4. Comparisons with other ocean models: Comparisons of large scale Fluidity-ICOM simulations were made with both NEMO and MITgcm, in particular for barotropic and baroclinic wind-driven gyre test problems. Limited use was made of NEMO in the end as MITgcm was found an easier model to work with, and for us performed faster than NEMO on our available clusters. Interesting results were found, including the facts that Fluidity-ICOM appears to scale to large numbers of processors better than these structured mesh models for a fixed problem size (although the work required per degree of freedom is higher). Compared to available analytical solutions, the models yielded similar errors for the same mesh resolution, but for baroclinic problems further work is required to understand the difference seen between all three models.



Other developments were made in terms of flexible mesh generation of the sphere, the development of post-processing tools, and in geophysical turbulence modelling. The open source model development approach was improved through the move of code hosting to servers external to Imperial and the introduction of code review procedures, and annual training workshops have continued successfully. A number of new users of the model, in particular from industry have also been attracted and engaged with.

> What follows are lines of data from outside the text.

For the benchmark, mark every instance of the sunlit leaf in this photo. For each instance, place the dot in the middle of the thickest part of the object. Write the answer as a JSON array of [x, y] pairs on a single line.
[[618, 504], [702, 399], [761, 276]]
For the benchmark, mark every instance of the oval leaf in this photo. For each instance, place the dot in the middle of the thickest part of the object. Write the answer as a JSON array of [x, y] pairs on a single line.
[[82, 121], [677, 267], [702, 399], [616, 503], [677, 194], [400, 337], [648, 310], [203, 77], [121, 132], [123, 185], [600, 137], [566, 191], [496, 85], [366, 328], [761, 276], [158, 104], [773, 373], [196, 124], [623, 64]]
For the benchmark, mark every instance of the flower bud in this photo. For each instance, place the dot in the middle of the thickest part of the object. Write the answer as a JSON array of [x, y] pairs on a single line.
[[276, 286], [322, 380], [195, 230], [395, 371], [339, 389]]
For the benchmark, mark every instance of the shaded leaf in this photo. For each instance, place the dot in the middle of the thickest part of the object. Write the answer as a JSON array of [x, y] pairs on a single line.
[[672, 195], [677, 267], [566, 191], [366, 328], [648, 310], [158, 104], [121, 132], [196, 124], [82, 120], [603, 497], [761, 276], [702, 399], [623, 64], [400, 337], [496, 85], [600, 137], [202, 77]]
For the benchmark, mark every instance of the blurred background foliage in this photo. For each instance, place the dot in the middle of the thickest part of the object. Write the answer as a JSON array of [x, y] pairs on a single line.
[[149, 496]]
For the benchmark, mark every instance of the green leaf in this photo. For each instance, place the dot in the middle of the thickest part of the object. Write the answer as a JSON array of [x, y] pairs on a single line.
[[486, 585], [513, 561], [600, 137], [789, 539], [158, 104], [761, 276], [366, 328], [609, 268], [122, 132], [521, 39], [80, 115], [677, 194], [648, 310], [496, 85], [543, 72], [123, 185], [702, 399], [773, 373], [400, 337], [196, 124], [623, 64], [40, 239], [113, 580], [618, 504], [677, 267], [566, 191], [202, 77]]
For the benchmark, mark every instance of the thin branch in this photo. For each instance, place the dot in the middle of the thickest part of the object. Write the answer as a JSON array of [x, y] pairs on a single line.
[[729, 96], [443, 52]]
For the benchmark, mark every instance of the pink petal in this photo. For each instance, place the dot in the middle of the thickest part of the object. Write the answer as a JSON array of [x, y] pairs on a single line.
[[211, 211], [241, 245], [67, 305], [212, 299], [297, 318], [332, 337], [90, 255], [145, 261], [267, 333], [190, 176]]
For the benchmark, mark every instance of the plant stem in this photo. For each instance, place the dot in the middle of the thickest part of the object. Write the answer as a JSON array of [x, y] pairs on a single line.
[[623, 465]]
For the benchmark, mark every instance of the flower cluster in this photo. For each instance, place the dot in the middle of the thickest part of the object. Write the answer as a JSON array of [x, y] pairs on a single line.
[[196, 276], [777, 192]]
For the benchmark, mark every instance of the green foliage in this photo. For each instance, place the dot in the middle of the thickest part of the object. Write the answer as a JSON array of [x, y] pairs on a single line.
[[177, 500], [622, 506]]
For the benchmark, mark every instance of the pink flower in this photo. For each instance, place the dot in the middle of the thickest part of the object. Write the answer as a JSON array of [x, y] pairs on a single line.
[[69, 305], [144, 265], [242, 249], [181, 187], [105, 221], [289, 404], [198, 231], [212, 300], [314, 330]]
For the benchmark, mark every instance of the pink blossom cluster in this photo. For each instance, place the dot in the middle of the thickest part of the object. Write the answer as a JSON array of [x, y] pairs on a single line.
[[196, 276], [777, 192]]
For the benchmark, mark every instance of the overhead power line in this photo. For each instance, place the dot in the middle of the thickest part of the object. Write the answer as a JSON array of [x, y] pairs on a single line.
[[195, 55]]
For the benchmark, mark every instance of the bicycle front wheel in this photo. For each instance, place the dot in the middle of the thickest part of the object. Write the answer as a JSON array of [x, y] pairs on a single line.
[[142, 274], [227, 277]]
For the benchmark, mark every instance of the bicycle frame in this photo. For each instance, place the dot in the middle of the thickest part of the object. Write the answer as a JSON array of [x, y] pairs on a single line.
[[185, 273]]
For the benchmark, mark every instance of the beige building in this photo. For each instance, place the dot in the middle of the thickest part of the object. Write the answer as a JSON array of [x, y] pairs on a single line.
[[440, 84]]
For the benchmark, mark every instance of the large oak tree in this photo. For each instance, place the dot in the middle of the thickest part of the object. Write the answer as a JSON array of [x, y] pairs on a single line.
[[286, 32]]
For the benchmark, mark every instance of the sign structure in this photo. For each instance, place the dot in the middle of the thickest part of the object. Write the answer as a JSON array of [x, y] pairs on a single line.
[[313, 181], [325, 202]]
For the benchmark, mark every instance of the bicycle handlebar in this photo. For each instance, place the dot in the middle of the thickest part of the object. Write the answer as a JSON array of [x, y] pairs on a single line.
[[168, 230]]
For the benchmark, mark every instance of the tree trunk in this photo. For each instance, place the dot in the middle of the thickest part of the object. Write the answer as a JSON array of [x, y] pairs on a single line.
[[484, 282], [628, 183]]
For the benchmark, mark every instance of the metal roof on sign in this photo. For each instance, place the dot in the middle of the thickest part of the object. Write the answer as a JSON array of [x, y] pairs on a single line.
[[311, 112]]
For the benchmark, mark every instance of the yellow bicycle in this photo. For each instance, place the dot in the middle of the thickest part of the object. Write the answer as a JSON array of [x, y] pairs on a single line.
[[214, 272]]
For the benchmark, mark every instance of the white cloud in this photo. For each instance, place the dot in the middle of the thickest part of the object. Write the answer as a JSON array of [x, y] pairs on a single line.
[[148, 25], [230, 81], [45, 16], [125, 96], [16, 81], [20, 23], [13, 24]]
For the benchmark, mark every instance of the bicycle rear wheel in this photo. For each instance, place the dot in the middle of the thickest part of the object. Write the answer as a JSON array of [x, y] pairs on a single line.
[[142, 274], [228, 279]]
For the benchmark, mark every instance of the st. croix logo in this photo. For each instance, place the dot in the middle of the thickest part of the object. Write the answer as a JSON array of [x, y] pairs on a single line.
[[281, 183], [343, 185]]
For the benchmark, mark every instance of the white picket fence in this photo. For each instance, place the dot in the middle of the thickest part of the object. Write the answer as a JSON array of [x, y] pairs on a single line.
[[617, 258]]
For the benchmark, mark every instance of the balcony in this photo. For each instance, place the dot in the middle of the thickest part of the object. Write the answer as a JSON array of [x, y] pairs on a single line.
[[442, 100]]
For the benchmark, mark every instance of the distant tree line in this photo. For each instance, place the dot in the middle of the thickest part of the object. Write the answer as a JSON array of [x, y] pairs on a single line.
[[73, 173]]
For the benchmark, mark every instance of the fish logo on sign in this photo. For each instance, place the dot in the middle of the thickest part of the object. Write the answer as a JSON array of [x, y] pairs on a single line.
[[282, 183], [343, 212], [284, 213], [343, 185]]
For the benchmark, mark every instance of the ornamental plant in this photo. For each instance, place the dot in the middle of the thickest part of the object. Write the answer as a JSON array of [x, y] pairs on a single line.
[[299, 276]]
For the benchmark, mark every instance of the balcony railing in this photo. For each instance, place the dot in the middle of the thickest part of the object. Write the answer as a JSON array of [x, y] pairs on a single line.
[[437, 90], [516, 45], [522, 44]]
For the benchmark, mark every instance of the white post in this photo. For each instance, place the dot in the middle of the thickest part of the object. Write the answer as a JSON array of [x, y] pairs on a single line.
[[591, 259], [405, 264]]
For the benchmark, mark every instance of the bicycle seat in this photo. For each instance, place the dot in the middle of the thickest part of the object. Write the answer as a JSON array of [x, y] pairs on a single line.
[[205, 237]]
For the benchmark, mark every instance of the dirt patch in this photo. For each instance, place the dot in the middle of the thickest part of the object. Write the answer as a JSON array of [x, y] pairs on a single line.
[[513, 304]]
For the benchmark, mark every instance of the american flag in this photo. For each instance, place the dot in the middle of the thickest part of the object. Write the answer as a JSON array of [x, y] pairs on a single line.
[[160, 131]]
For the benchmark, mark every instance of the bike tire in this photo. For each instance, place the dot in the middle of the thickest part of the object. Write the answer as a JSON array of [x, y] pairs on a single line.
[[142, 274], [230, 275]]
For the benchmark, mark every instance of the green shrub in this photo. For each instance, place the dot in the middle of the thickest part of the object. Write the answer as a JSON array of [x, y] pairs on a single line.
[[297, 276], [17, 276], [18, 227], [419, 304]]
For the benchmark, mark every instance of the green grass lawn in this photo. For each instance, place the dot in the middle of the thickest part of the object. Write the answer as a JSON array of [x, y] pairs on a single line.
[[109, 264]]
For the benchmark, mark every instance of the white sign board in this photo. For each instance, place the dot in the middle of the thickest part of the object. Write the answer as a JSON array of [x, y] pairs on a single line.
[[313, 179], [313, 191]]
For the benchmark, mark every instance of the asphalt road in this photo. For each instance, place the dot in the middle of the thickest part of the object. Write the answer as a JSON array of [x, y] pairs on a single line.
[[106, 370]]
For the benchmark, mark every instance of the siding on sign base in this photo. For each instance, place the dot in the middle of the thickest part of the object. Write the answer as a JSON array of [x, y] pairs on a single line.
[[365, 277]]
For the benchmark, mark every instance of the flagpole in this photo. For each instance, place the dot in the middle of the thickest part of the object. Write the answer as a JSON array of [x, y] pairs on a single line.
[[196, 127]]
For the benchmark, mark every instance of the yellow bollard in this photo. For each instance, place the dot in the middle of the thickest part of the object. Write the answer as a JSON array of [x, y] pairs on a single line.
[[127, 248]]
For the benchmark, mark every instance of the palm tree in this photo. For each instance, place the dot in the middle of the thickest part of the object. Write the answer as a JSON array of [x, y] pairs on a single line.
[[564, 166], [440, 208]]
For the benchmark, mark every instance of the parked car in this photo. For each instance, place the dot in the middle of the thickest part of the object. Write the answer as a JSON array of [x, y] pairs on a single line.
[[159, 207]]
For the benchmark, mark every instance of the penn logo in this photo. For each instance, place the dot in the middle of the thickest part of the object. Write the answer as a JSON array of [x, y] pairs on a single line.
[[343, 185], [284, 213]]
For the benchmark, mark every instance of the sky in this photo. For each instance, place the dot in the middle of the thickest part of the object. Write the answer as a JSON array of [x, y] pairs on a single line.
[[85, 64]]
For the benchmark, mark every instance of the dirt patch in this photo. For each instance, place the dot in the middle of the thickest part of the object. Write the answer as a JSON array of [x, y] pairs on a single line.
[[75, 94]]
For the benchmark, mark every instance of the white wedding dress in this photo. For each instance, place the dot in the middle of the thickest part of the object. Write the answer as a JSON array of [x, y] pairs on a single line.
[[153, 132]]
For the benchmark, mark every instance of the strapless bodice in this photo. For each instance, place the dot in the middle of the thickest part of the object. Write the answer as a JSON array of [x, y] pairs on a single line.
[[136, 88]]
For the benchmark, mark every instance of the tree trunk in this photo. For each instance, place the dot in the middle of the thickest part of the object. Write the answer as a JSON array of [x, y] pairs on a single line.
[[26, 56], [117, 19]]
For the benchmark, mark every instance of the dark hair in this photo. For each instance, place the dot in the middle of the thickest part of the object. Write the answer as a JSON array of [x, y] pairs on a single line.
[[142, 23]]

Sectors Aerospace, Defence and Marine,Energy,Manufacturing, including Industrial Biotechology

 
Description The Met office building on the numerical methods we developed within the GungHo project. The Institute of Atmospheric Physics in China have incorporated the adaptive mesh adaptivity approach into their regional scale atmospheric model to transport pollution and chemistry and are experiencing substantial savings in CPU time (or greater resolution) that will be used operationally to achieve results that we can be more confident in. The adaptive methods (interpolation) have been incorporated into open-Foam - the most well used open source CFD code. The work on ocean modelling is also helping exploration companies determine where to look for oil and gas.